4. The encrypted flag stored in the binary is decrypted using the ChaCha20-Poly1305 authenticated encryption scheme (AEAD) with said byte array serving as the 256-bit key (and, simultaneously, the first 192 bits of the array serving as the nonce).
5. The SHA256 sum of the plaintext is computed and compared against the checksum provided by the user. The program is terminated in case of a mismatch. Note that such a check would make no sense in a real scenario, as the integrity of the plaintext is already guaranteed by the Poly1305 digest — if the decrypted data were wrong, the decryption procedure would report a failure straight away. Thus, this was nothing more than a note to the reverse engineer about what the checksum needed to be.

After learning this, I was baffled. So baffled that I didn't realize that I had skipped the analysis of one more function, called main_a, which was being called at the very end before the program would report success. I even went as far as to look into the ChaCha20 key scheduling algorithm to look for a potential way to reduce the keyspace using the combined fact that the nonce was equal to the key and that I knew the first 2 bytes of the plaintext (since the program clearly expected the plaintext to be a JPEG file, the first two bytes would be FF D8). Of course, I soon realized that being able to reduce the keyspace in any meaningful way would be a massive flaw in the cipher, and it was just as clear to me that this was way too advanced for the second challenge. I finally remembered I had skipped the main_a function and came back to it.

The workings of main_a were stupidly simple. The original buffer with the input (still in ASCII) was "XOR-encrypted" with the key FlareOn2024, then base64-encoded and compared to the fixed string cQoFRQErX1YAVw1zVQdFUSxfAQNRBXUNAxBSe15QCVRVJ1pQEwd/WFBUAlElCFBFUnlaB1ULByRdBEFdfVtWVA== located in the .rdata section. If the two strings compared equal, the program printed a success message and dropped a JPEG file containing the flag.

So after all these cryptographic shenanigans, the solution was handed to us on a silver platter. All we had to do is reverse these last steps, which was trivial:

from base64 import b64decode

ct = b64decode('cQoFRQErX1YAVw1zVQdFUSxfAQNRBXUNAxBSe15QCVRVJ1pQEwd/WFBUAlElCFBFUnlaB1ULByRdBEFdfVtWVA==')

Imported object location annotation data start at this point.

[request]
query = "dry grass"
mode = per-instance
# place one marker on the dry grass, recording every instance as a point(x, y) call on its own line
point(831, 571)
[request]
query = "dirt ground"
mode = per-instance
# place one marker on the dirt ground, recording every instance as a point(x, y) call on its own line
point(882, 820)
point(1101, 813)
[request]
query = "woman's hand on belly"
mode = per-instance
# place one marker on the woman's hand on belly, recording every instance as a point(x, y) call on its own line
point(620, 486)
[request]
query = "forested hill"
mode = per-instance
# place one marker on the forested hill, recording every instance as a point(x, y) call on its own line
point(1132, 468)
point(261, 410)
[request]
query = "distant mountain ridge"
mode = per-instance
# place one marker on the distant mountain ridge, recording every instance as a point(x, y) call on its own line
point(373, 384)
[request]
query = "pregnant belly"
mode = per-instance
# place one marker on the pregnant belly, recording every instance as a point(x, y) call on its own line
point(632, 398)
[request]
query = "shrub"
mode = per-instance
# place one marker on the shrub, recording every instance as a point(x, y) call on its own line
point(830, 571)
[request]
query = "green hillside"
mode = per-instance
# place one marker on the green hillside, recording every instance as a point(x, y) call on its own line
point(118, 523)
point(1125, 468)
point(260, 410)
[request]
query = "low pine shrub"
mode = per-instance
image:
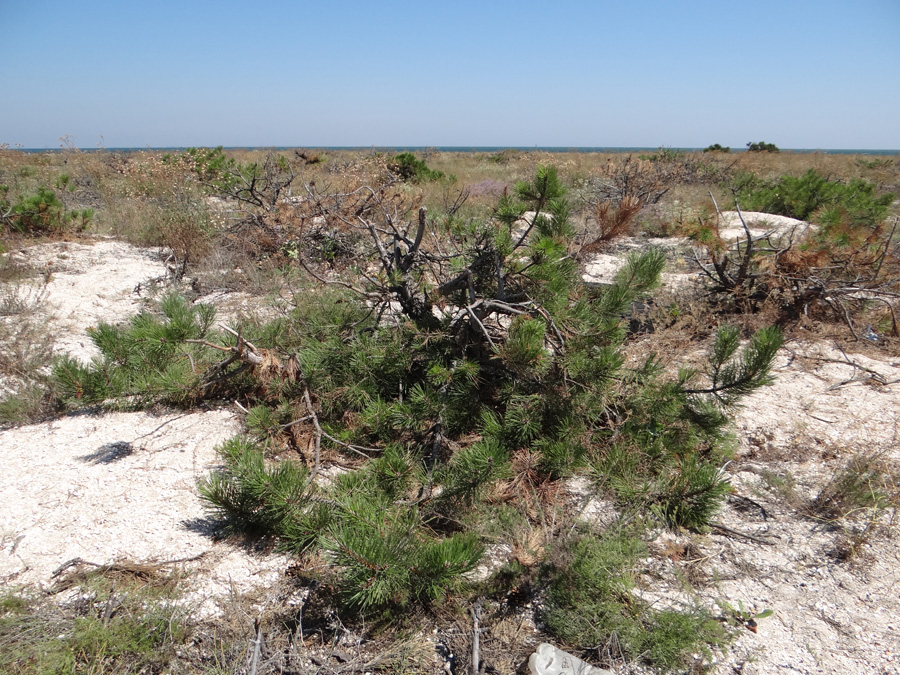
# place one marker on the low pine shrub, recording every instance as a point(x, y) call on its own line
point(40, 213)
point(410, 168)
point(590, 604)
point(807, 196)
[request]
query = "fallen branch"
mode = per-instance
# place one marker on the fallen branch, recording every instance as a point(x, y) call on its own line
point(742, 535)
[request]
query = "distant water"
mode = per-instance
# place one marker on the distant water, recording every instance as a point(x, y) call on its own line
point(486, 149)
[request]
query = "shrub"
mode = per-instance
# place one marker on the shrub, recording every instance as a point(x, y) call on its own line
point(590, 605)
point(41, 213)
point(451, 371)
point(410, 168)
point(807, 196)
point(762, 146)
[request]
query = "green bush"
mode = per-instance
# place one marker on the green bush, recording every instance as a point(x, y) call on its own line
point(447, 380)
point(41, 213)
point(762, 146)
point(410, 168)
point(590, 603)
point(802, 197)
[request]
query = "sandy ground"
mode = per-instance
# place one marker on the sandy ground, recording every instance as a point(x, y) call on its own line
point(122, 486)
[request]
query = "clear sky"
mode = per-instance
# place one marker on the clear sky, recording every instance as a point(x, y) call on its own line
point(688, 73)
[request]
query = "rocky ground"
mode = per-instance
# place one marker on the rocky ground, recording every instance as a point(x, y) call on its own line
point(122, 486)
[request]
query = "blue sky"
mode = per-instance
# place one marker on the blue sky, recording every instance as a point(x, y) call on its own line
point(798, 73)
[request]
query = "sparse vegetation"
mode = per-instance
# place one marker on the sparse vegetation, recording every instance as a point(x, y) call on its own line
point(761, 146)
point(439, 346)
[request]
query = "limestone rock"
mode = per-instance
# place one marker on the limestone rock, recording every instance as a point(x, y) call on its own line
point(548, 660)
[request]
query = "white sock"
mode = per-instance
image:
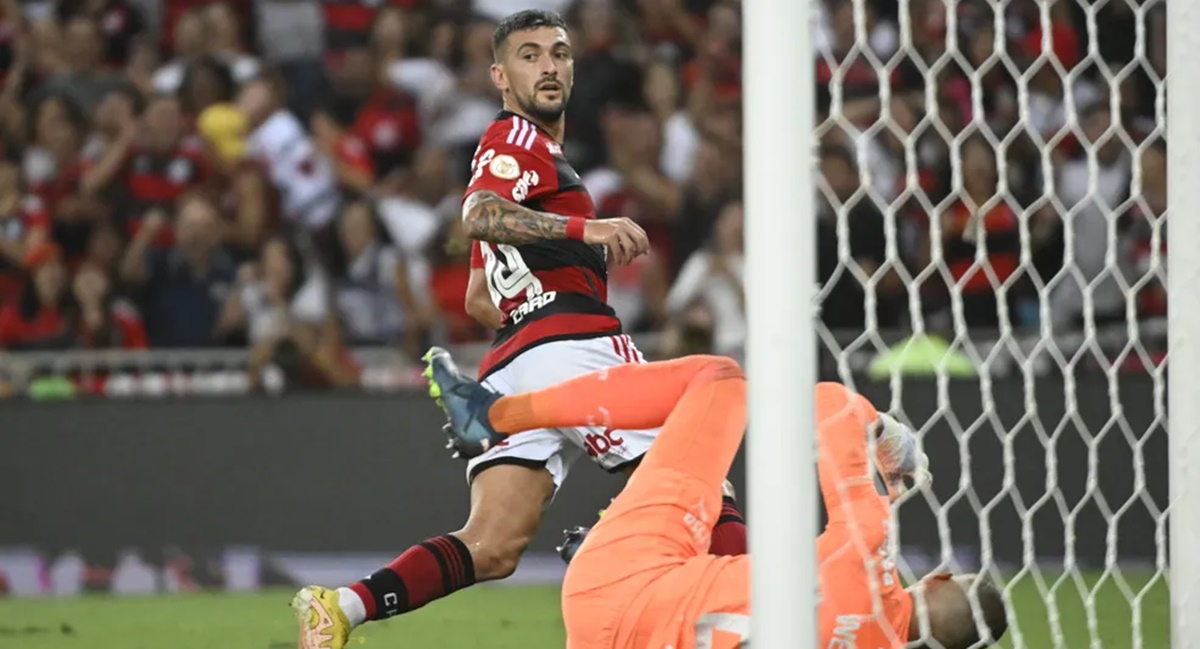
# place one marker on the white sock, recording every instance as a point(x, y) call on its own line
point(352, 606)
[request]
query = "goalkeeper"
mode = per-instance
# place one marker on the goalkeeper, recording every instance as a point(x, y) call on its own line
point(643, 577)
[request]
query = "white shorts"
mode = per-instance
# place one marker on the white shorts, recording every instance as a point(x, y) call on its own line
point(558, 448)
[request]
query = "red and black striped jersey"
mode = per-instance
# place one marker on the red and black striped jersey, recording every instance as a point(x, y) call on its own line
point(547, 290)
point(348, 22)
point(154, 180)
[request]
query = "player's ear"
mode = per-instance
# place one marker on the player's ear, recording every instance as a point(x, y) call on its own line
point(498, 78)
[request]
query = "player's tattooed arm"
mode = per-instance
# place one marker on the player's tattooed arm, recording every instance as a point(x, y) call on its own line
point(495, 220)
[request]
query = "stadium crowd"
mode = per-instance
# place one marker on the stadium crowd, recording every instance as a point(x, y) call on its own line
point(286, 175)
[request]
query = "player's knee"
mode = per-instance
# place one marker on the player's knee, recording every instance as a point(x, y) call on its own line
point(497, 557)
point(713, 368)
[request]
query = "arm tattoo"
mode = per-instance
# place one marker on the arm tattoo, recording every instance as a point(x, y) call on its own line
point(495, 220)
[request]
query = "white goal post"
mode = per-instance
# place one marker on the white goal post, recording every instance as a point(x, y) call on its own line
point(1183, 318)
point(779, 286)
point(1086, 550)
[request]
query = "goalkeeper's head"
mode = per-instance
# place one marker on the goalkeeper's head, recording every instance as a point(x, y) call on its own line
point(963, 612)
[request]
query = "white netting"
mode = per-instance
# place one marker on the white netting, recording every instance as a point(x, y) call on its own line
point(993, 257)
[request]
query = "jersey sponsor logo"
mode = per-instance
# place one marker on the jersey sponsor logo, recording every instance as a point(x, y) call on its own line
point(508, 275)
point(598, 444)
point(531, 305)
point(521, 190)
point(504, 167)
point(723, 631)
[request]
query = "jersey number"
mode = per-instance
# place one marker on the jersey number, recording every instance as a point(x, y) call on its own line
point(480, 163)
point(508, 276)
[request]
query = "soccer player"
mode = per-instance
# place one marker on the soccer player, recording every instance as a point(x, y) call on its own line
point(539, 277)
point(643, 578)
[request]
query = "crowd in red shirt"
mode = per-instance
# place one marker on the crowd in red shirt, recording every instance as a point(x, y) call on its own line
point(117, 114)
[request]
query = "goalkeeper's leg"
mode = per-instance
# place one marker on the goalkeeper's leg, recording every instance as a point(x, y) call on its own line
point(666, 514)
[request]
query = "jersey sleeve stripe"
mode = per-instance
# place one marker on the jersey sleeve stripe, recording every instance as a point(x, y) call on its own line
point(517, 126)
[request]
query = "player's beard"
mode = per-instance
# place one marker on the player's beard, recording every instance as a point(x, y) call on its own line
point(545, 112)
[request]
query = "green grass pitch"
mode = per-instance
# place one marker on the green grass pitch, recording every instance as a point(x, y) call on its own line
point(487, 618)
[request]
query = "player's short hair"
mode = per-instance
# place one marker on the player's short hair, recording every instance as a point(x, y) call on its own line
point(953, 613)
point(523, 20)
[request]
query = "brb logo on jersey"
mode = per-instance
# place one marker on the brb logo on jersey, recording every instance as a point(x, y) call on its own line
point(521, 190)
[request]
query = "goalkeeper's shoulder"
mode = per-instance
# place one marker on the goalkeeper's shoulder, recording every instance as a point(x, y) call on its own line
point(833, 397)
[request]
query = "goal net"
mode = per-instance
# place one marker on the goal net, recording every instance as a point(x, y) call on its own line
point(991, 236)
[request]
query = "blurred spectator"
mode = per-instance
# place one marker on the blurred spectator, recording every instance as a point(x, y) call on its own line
point(54, 169)
point(713, 278)
point(1144, 218)
point(213, 30)
point(303, 178)
point(207, 82)
point(24, 224)
point(604, 76)
point(348, 24)
point(1091, 192)
point(979, 216)
point(845, 278)
point(378, 294)
point(263, 302)
point(120, 24)
point(715, 180)
point(381, 116)
point(679, 137)
point(109, 127)
point(105, 319)
point(155, 166)
point(83, 77)
point(181, 288)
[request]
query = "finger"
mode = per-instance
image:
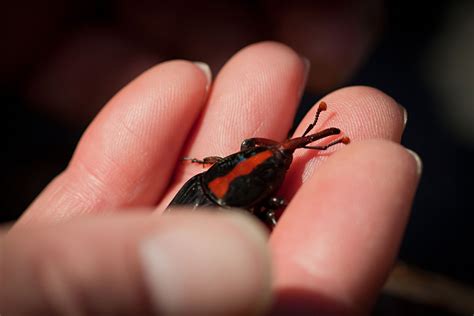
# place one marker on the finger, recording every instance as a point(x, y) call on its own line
point(343, 228)
point(336, 37)
point(259, 86)
point(99, 61)
point(127, 154)
point(130, 264)
point(361, 113)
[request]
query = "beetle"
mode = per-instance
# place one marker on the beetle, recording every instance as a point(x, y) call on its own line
point(250, 178)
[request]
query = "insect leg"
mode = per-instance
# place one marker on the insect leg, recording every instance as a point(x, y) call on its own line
point(322, 107)
point(255, 142)
point(206, 161)
point(343, 140)
point(270, 218)
point(275, 203)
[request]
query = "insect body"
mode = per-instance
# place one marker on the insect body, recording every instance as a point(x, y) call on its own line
point(250, 178)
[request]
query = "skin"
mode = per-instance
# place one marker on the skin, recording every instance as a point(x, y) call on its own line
point(75, 250)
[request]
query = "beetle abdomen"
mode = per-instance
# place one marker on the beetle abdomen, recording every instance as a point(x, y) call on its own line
point(192, 194)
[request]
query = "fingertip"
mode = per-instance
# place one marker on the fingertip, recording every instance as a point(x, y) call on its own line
point(208, 264)
point(341, 232)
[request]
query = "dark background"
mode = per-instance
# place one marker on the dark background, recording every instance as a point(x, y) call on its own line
point(37, 146)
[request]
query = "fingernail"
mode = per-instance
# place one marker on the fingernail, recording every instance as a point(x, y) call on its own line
point(307, 67)
point(419, 163)
point(199, 266)
point(206, 70)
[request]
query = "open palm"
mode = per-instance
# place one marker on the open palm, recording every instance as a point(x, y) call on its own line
point(330, 251)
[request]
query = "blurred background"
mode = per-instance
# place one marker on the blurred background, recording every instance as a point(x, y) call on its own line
point(61, 61)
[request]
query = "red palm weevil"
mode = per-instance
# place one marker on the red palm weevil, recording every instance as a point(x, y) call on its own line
point(250, 178)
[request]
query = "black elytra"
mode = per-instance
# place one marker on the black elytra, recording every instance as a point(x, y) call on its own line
point(250, 178)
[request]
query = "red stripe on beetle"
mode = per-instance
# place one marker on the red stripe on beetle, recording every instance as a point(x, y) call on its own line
point(219, 186)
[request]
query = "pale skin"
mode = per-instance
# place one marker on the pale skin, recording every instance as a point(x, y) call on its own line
point(77, 247)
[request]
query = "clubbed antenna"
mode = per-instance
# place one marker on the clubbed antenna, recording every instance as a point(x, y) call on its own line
point(322, 107)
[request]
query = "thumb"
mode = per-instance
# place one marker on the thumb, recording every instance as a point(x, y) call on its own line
point(185, 263)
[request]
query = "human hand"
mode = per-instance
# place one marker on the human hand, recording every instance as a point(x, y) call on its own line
point(87, 245)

key = ('FlareOn2024' * 10)[:64].encode()

pt = "".join([chr(ct[i] ^ key[i]) for i in range(len(ct))])

print(pt)

Which prints '7fd7dd1d0e959f74c133c13abb740b9faa61ab06bd0ecd177645e93b1e3825dd' — the desired checksum. After entering this checksum into the program, the flag is dropped into the AppData/Local user directory.

A humbling lesson

While this crackme took me longer to solve than I would have liked, it was well worth it, as I learned valuable things along the way. I now know how to approach reversing binaries compiled using Go, I understand the ABI, calling conventions and even the implementation of some types (like slices). I know where to find the Go standard library source code and that HChaCha20 and hChaCha20 are two completely different functions with different parameters (I guess Google developers are just built different).

But most importantly, I was reminded that while I was able to reverse engineer the program — especially the more complex parts that require non-trivial cryptographic knowledge — with relative ease, I still have much to learn in terms of the approach to take when reversing. If I had started working back from the end goal instead of from the start, I likely would have found the solution a lot sooner.